10. Ashoka dilema

252 24 5
                                    

Damara terus saja melempar permen coklatnya ke kaca balkon Ashoka, tapi tetangganya itu tak kunjung keluar. Ia sudah greget sangat pada Ashoka, tenggorokan Damara sudah sangat kering karena terus berteriak memanggil pria itu.

Kesal karena diabaikan, Damara berjalan dengan menghentak kaki keluar kamar. Tak lupa menenteng tas Ashoka yang tadi ketinggalan di sekolah.

“Kenapa gak teriak lagi?” Papa Harry menatap anaknya antara gemas dan ingin marah, “telinga Papa masih kuat kok.”

Damara menatap jengkel papanya, “Percuma, Ashoka gak mau bukain pintunya.”

Harry mendengus melihat anaknya yang melangkah menjauh, dan menghilang di balik pintu.

“Untung anak gue ya lo.”

Sedang Damara memasuki pekarangan rumah Ashoka, bersamaan dengan sebuah mobil sedan berwarna hitam. Om Pram keluar dari mobil lalu melambaikan tangan memanggil anak gadis tetangganya.

“Kenapa kusut begitu mukanya?” tanya om Pram sambil memberikan kantong plastik.

“Om, tolong ya anaknya disuruh jangan sering ngambek.”

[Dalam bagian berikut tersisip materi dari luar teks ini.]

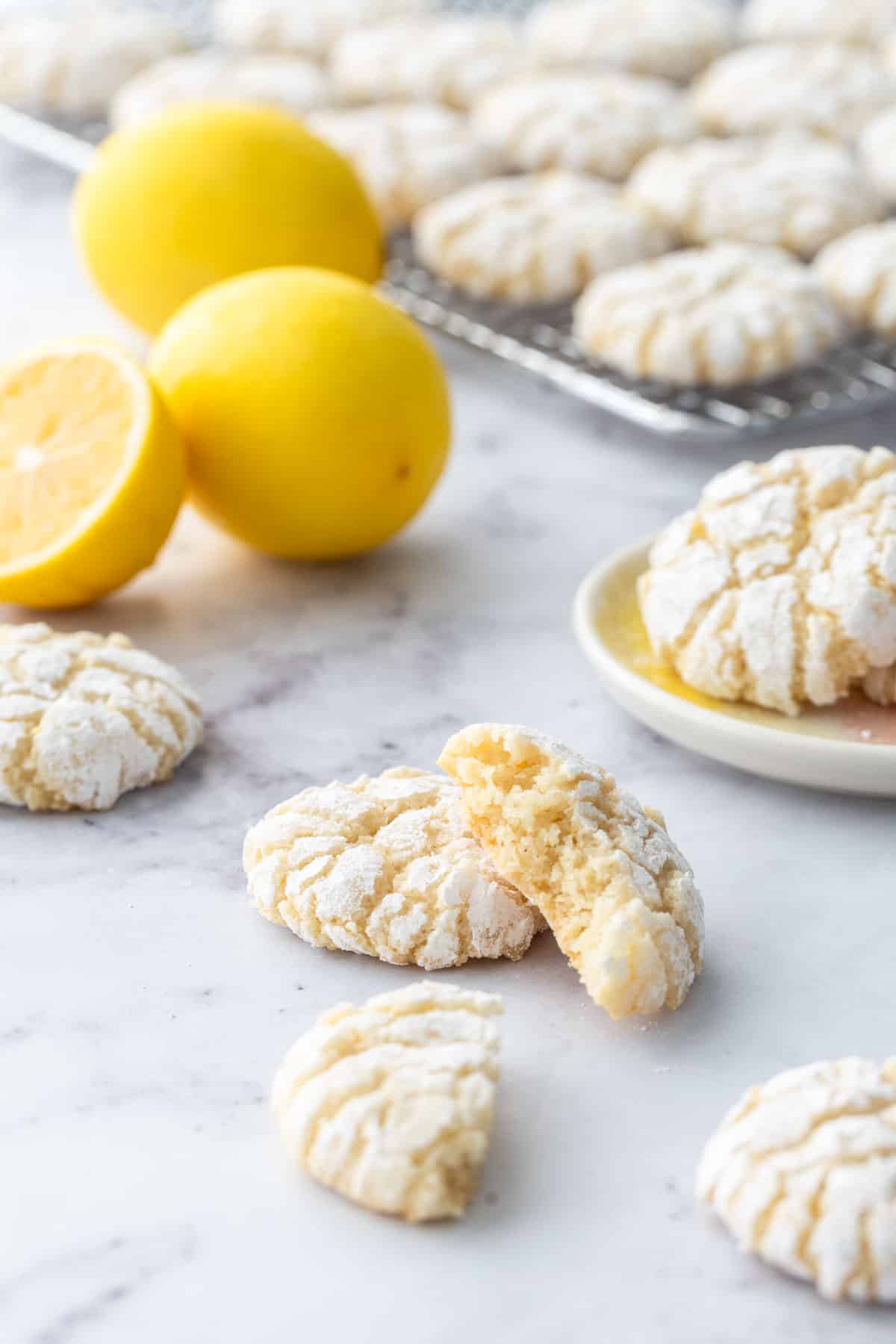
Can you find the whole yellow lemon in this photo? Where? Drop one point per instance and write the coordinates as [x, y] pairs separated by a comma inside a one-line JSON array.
[[207, 191], [316, 416]]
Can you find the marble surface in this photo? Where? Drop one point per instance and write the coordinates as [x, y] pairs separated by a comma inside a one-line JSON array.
[[146, 1007]]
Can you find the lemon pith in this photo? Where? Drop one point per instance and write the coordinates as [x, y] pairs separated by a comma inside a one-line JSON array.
[[92, 475]]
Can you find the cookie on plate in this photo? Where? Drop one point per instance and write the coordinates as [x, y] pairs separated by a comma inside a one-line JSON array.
[[601, 121], [820, 87], [669, 38], [793, 191], [715, 316], [307, 27], [534, 240], [859, 272], [433, 58], [408, 155], [292, 84]]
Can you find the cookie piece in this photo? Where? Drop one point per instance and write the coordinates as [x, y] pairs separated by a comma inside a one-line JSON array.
[[780, 588], [432, 58], [534, 240], [667, 38], [818, 87], [859, 272], [74, 63], [388, 868], [802, 1171], [391, 1102], [305, 27], [289, 82], [408, 155], [84, 718], [601, 122], [864, 22], [617, 893], [793, 191], [715, 316]]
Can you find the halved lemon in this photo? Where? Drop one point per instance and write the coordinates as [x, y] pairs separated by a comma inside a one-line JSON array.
[[92, 473]]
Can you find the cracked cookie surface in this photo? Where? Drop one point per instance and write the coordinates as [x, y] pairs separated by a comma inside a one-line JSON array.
[[386, 867], [617, 893], [719, 316], [803, 1172], [780, 588], [391, 1102], [85, 718]]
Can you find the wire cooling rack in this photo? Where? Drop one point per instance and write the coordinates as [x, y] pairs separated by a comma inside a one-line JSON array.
[[857, 376]]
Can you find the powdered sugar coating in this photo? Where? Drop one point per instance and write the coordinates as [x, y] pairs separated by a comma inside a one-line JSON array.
[[85, 718], [803, 1172], [74, 63], [385, 867], [289, 82], [534, 240], [817, 87], [601, 121], [793, 191], [780, 588], [391, 1102], [722, 315], [859, 272], [617, 893], [668, 38], [406, 154], [307, 27], [864, 22], [438, 58]]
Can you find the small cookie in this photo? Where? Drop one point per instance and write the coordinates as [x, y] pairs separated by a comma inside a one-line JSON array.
[[386, 867], [791, 191], [305, 27], [289, 82], [602, 870], [802, 1171], [864, 22], [859, 272], [432, 58], [85, 718], [74, 65], [408, 155], [817, 87], [601, 122], [718, 316], [669, 38], [534, 240], [391, 1102]]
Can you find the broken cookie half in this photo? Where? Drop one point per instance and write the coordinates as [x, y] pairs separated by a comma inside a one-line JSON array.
[[617, 893]]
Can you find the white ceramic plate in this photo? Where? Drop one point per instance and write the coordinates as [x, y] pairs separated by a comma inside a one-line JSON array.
[[849, 747]]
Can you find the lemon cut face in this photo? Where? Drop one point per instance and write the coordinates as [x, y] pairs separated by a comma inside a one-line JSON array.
[[92, 475]]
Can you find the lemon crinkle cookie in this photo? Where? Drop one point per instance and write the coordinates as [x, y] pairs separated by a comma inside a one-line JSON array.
[[440, 58], [74, 63], [802, 1171], [668, 38], [795, 191], [386, 867], [780, 588], [408, 155], [391, 1102], [722, 315], [534, 240], [601, 121], [309, 27], [85, 718], [617, 893], [822, 87], [293, 84]]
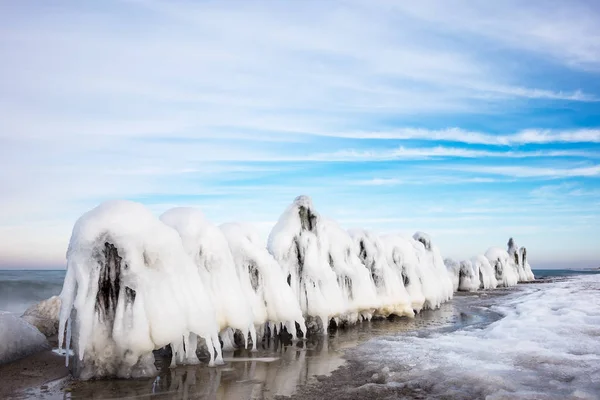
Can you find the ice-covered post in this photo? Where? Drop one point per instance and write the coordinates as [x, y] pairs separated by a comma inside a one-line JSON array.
[[299, 246], [129, 289]]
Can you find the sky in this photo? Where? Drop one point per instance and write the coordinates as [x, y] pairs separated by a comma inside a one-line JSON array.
[[473, 121]]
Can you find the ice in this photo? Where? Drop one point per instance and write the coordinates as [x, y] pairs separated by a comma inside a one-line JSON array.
[[519, 259], [44, 315], [402, 256], [18, 338], [487, 275], [453, 267], [388, 281], [272, 299], [436, 282], [207, 246], [130, 288], [504, 267], [297, 243], [135, 283], [545, 347]]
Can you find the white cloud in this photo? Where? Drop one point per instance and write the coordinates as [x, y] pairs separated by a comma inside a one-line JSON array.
[[528, 136], [530, 171]]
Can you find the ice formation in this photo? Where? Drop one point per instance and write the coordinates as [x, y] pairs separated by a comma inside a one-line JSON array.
[[130, 288], [44, 315], [519, 259], [402, 256], [208, 248], [504, 268], [297, 242], [272, 299], [19, 338], [136, 283], [357, 285], [393, 297], [544, 347], [469, 276], [453, 267], [435, 280], [487, 275]]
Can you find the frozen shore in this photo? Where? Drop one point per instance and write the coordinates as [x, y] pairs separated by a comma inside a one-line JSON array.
[[277, 369]]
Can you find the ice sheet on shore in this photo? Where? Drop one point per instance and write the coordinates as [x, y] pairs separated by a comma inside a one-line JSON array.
[[545, 347]]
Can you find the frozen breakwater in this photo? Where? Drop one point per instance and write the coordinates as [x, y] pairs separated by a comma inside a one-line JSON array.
[[137, 283]]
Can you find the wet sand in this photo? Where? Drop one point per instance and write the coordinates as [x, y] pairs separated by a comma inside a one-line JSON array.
[[309, 369]]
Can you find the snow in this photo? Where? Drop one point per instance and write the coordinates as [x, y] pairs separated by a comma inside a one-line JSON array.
[[487, 275], [388, 281], [436, 282], [207, 246], [44, 315], [130, 288], [545, 347], [453, 267], [19, 338], [504, 267], [136, 283], [469, 276], [296, 243], [402, 256], [272, 299]]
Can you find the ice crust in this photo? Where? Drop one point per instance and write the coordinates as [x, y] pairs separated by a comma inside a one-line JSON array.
[[136, 283], [544, 347]]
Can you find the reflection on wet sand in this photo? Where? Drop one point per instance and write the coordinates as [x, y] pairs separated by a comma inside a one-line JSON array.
[[277, 369]]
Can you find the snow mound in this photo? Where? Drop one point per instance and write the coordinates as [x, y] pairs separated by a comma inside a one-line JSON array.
[[353, 277], [297, 243], [435, 280], [453, 268], [130, 288], [44, 315], [388, 281], [402, 257], [505, 269], [487, 275], [469, 276], [207, 246], [272, 299], [518, 257], [19, 338]]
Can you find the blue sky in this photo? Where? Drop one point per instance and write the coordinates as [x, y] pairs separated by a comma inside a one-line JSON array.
[[470, 120]]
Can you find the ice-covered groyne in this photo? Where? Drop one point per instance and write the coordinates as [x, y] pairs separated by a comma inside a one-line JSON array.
[[130, 288], [136, 283], [272, 299]]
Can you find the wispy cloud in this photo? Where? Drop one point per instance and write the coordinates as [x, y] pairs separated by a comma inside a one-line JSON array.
[[391, 108], [527, 136], [530, 172]]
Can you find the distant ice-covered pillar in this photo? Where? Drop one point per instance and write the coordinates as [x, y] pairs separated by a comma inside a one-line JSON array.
[[299, 246]]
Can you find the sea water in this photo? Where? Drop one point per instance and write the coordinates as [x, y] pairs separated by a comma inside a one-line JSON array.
[[20, 289]]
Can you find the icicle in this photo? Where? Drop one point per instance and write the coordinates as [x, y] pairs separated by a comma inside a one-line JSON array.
[[68, 340], [253, 337], [211, 351]]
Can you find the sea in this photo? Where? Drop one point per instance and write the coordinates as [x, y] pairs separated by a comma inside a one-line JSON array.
[[537, 340], [19, 289]]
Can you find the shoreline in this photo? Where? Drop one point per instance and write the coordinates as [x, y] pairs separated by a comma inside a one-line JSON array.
[[277, 370]]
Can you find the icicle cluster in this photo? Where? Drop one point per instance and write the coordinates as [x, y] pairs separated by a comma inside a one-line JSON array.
[[136, 283], [497, 268]]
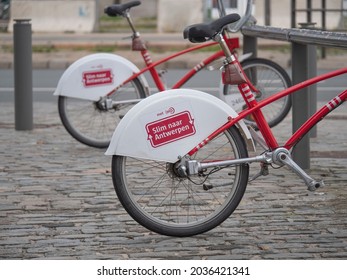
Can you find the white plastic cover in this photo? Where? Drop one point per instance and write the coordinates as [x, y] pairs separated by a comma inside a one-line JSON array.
[[95, 75]]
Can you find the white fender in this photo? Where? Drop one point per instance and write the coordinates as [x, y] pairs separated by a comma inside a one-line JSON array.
[[169, 124], [95, 75]]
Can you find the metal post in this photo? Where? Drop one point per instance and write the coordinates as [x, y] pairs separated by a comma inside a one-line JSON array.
[[293, 14], [301, 110], [250, 45], [312, 72], [23, 88]]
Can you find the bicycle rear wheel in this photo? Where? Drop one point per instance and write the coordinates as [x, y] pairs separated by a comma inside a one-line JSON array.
[[159, 199], [269, 78], [92, 124]]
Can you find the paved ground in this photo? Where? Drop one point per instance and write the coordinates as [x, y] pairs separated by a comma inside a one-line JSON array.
[[57, 200]]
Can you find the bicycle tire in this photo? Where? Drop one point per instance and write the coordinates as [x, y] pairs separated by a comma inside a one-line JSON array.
[[91, 125], [269, 78], [157, 198]]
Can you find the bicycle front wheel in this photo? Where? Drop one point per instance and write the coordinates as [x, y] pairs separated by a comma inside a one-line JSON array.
[[269, 78], [158, 198], [92, 124]]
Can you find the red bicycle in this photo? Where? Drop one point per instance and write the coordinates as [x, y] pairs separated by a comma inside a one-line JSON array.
[[180, 162], [96, 91]]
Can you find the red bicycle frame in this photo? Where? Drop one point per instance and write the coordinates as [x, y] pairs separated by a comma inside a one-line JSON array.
[[233, 44], [254, 110]]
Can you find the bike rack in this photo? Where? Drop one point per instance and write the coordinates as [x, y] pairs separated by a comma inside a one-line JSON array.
[[304, 66]]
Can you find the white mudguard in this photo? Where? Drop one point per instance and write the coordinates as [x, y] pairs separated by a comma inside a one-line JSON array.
[[169, 124], [234, 100], [95, 75]]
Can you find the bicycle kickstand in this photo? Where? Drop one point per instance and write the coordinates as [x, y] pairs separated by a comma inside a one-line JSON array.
[[283, 156]]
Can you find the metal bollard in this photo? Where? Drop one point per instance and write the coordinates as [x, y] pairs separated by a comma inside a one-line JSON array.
[[23, 84], [301, 103]]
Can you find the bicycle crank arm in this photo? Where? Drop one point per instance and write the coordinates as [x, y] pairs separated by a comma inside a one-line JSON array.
[[284, 157]]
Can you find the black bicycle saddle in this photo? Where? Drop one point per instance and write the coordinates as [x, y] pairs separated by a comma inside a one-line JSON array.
[[203, 32], [119, 9]]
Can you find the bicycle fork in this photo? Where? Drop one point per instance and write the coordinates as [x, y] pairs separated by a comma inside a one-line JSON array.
[[280, 156]]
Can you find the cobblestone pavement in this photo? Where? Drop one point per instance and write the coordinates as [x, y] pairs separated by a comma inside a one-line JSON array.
[[57, 202]]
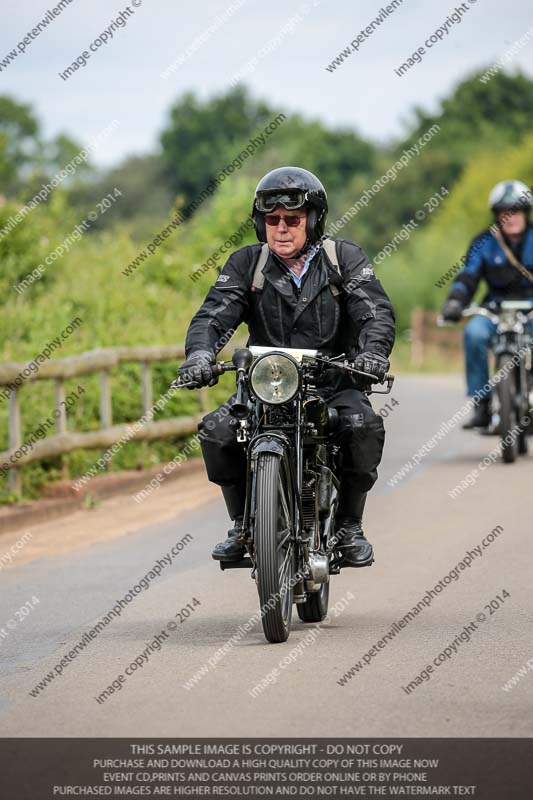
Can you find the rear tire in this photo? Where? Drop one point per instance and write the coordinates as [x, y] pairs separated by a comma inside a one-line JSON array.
[[274, 547], [508, 420]]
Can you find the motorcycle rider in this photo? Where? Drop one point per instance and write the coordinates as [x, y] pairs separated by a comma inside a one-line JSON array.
[[303, 302], [510, 202]]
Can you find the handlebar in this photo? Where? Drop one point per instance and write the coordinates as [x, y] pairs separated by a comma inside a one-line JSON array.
[[227, 366], [480, 311]]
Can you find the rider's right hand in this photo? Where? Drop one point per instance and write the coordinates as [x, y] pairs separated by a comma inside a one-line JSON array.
[[197, 371], [452, 310]]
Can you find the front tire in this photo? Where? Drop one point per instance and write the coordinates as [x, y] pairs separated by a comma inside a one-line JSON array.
[[508, 420], [274, 545]]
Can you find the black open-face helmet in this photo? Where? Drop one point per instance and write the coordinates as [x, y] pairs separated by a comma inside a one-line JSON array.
[[291, 188], [510, 196]]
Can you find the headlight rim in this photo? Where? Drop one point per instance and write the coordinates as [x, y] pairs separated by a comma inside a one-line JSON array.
[[285, 356]]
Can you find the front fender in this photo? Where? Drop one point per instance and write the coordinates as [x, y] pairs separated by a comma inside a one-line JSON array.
[[269, 443]]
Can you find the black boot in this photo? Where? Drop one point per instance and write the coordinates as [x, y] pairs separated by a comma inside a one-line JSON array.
[[356, 550], [231, 549], [480, 417]]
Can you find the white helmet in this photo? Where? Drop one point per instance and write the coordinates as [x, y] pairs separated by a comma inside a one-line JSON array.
[[510, 195]]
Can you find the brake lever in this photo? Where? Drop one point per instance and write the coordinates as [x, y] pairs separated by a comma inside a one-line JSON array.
[[217, 369]]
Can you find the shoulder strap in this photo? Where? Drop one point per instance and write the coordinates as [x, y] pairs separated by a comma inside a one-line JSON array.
[[496, 232], [259, 279], [330, 249]]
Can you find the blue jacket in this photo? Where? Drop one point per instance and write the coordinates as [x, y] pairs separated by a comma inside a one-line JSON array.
[[486, 261]]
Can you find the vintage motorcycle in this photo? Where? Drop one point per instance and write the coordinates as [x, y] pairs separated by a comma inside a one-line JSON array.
[[512, 394], [292, 479]]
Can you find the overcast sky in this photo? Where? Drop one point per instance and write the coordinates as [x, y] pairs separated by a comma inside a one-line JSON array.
[[122, 79]]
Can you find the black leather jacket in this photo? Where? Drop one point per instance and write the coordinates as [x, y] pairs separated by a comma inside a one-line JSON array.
[[359, 318]]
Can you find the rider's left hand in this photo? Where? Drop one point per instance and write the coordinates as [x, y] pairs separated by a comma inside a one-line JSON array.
[[372, 362]]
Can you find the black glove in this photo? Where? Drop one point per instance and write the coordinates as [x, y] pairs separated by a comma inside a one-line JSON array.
[[372, 362], [197, 370], [452, 310]]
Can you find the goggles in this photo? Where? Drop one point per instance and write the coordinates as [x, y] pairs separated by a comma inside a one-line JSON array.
[[292, 199], [273, 220]]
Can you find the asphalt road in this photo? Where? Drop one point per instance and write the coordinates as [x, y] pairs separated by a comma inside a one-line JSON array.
[[78, 568]]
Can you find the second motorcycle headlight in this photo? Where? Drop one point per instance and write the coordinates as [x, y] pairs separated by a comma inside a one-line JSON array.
[[275, 378]]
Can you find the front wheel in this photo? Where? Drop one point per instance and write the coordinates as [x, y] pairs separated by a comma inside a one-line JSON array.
[[274, 545], [508, 415]]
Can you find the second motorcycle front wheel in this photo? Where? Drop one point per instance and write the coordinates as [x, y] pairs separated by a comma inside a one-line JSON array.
[[273, 544]]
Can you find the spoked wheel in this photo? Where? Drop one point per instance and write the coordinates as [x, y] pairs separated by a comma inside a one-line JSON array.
[[274, 548], [315, 607], [522, 443], [508, 416]]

“Marahan lagi? Gara-gara apa?”

Damara menggeleng, “Entah, mungkin dia lelah.” Lalu melangkah memasuki rumah menenteng tas Ashoka dan juga kantong plastik.

Om Pram tertawa kecil lalu bergumam, “Iya, lelah menyembunyikan perasaan.”

Damara membawa nampan berisi bronis coklat yang tadi diberi om Pram, ia memutar kenop pintu kamar Ashoka. Dan melihat pria itu dalam balutan selimut, Damara menaruh bronis di nakas kemudian duduk di sebelah Ashoka.

Perlahan Damara membuka selimut, terpampang lah wajah Ashoka yang sedang menutup mata. Refleks Damara mengelus surai pria itu, wajah Ashoka terlihat tampan saat sedang tidur. Kadang Damara berpikir, Ashoka akan sangat dengan mudah mendapatkan pacar dengan modal wajahnya. Ashoka saja yang bodoh tidak memanfaatkan visualnya itu.

Ashoka menggeliat, mengerjapkan mata dan perlahan membuka matanya dengan pelan. Oknum yang terus saja mengganggu pikirannya ternyata sudah di depannya sekarang.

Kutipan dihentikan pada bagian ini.